Em 2020, muitas famílias tiveram que se despedir, a distância, de familiares e amigos que não conseguiram vencer a Covid-19. Como lidar com esse luto? Acolher a dor sentida pela perda, especialmente em um momento em que o contato físico não é permitido, é muito importante. Diante desse contexto, o luto surge como uma reação necessária, normal, esperada e que cada um vivencia da sua própria maneira. O luto possibilita à pessoa elaborar o seu sentir para seguir com sua vida. É um processo que necessita de tempo para a pessoa se adaptar à perda e a todas as mudanças que vêm com ela. Para lidar com o processo de luto, é importante que se busque aceitar a nova realidade. Para isso, os rituais de despedida são de suma importância. No entanto, nesse momento alguns rituais não estão sendo possíveis. Mas é possível repensar alguns rituais de despedida, como, por exemplo, através da escrita de uma carta para a pessoa que faleceu. Fazendo isso, promove-se um “fechamento” do ciclo vivido junto a quem faleceu, expressando sentimentos que possam, de alguma forma, estar influenciando na dificuldade da elaboração do luto. Para ajudar uma pessoa enlutada, podemos ter algumas atitudes de primeiros socorros psicológicos.
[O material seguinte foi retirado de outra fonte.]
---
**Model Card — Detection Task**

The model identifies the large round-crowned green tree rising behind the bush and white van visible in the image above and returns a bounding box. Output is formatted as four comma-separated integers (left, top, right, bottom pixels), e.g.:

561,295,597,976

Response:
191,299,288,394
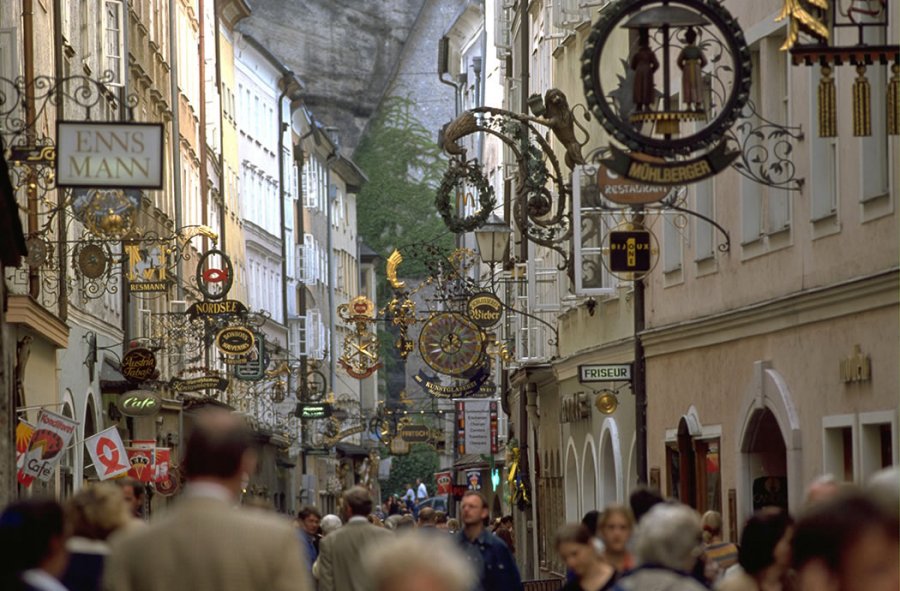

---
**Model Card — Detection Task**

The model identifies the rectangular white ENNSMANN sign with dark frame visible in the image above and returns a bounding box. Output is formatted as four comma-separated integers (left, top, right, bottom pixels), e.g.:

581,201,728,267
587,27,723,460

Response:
56,121,163,189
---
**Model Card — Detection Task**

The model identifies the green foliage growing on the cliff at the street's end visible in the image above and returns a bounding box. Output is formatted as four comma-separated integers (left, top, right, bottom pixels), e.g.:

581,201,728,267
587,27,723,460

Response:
353,96,454,294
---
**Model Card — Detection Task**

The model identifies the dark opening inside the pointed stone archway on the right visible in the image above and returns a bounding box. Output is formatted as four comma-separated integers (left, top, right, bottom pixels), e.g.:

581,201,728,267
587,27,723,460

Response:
741,408,789,511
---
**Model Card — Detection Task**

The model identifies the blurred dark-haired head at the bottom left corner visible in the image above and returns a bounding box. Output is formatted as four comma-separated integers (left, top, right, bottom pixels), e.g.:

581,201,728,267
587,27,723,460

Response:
0,499,65,589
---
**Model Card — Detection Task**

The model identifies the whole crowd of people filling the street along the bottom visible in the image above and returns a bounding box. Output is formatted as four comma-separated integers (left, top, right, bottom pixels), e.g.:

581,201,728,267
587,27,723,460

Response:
0,411,900,591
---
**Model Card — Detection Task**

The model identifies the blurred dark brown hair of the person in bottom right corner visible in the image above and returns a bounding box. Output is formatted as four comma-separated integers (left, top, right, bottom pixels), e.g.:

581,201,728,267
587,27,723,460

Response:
792,492,900,572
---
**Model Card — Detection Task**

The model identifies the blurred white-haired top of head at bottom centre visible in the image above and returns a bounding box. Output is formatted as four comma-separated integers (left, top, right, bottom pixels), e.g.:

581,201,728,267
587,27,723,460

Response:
365,532,477,591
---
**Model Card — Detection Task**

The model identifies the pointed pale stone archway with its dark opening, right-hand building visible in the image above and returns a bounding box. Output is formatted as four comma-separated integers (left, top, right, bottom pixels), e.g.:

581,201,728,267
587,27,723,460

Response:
737,361,803,523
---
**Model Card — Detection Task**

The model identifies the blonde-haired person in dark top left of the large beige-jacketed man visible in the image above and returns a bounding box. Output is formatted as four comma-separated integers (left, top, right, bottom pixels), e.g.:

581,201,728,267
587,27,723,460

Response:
61,482,131,591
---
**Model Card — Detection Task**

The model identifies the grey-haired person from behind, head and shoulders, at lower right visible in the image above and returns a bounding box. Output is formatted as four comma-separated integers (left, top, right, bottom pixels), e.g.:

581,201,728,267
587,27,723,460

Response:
613,503,705,591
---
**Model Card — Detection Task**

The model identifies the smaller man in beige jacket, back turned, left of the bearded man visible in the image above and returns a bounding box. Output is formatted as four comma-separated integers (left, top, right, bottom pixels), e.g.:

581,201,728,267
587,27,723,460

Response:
317,486,392,591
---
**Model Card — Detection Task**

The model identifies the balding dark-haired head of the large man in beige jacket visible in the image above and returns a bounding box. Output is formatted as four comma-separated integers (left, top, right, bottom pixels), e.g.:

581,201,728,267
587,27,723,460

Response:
182,409,253,479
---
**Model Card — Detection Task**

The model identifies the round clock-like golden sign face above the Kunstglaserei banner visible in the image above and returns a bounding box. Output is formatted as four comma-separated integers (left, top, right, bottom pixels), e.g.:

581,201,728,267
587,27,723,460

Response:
419,312,484,376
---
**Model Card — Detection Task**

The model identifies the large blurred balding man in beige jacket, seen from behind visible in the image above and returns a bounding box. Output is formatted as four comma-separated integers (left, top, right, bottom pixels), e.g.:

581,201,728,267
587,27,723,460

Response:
104,410,311,591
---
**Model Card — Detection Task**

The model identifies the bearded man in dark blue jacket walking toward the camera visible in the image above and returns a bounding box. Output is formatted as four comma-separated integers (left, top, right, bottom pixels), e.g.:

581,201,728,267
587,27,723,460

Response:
456,490,522,591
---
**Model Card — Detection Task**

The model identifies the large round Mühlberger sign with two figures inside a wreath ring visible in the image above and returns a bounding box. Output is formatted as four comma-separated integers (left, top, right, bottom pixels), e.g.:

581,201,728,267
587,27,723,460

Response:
581,0,752,186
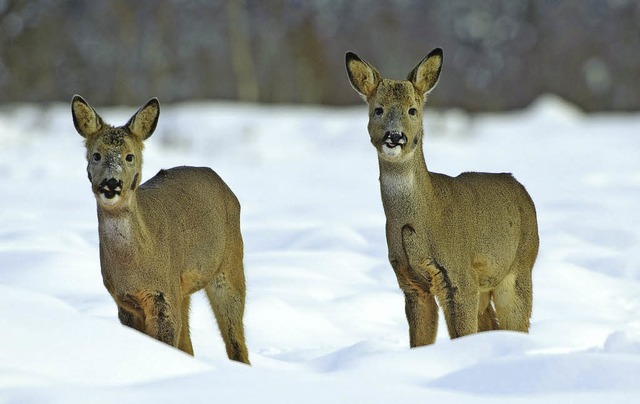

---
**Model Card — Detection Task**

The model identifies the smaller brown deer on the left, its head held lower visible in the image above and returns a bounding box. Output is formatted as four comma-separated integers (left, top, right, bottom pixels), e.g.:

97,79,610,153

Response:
71,95,250,364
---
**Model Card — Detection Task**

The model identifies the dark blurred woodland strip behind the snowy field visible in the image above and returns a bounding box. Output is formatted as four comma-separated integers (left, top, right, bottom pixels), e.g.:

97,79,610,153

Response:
0,0,640,112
Por exemplo: buscar ter empatia sem julgar a dor do outro; evitar dizer expressões, como “isso vai passar”, “Deus sabe o que faz”, “era hora dele(a)”. Ao invés disso, procure oferecer frases acolhedoras, como: “você não está sozinho”, “estou aqui para o que precisar”, “sinto muito por você estar assim”, “há algo que posso fazer por você nesse momento?” Ofereça a escuta atenta ao que a pessoa tem a dizer. Caso o indivíduo não queira conversar, não tente minimizar a dor dele, respeite o seu silencio. Perceba se esse alguém está precisando de ajuda para realizar atividades do dia a dia, como ir ao supermercado ou à farmácia. Deixe-o chorar e permita que ele expresse sua dor. Fique junto a ele nesse momento difícil. Lembre-se de que estar junto não é necessariamente estar perto fisicamente. Esse amparo pode ser realizado através de uma chamada de vídeo pelo celular, por exemplo.

 

É possível fazer uma retrospectiva do que vivemos e que nos transformou em 2020, marcado pela pandemia? Gostaria de fazer uma reflexão em retrospectiva de tudo que experienciamos até aqui com a pandemia da Covid-19. O momento é transformador, o vírus nos cutucou do lado de fora, convocando-nos a (re)conhecer o lado de dentro, seja de nós ou de nossas casas. Foi necessário contato com o que antes poderia ficar para o amanhã. Foi preciso reger as fraquezas e desbravar forças que muitos não sabiam que tinham. O vírus convocou o ser humano a respeitar o tempo dos processos que não estão em sua possibilidade de atuação. O período exigiu de muitos a revisão do eu, dos valores, do mundo e das prioridades. Houve percepções de que “transformar coisas” não é só para especialista ou cientista; a vivência na prática tem seu jeito único de ser. O período de vírus solto pelo ar pode nos fazer desbravar com ousadia as possibilidades de resolução de problemas. Afinal, para sobrevivermos, muitas vezes temos que sentir medo e ir com medo para atravessarmos as pedras no caminho. O momento difícil pode nos ensinar a transformar dor em conhecimento de vida, a encontrar nossas potencialidades para explorarmos com coragem a força do ser dentro da sociedade humana e (re)conhecer o poder da união. A transformação pode não ser confortável ou agradável, mas amadurece o homem de alguma forma. O cenário mudou e nossas possibilidades de atuação nele também.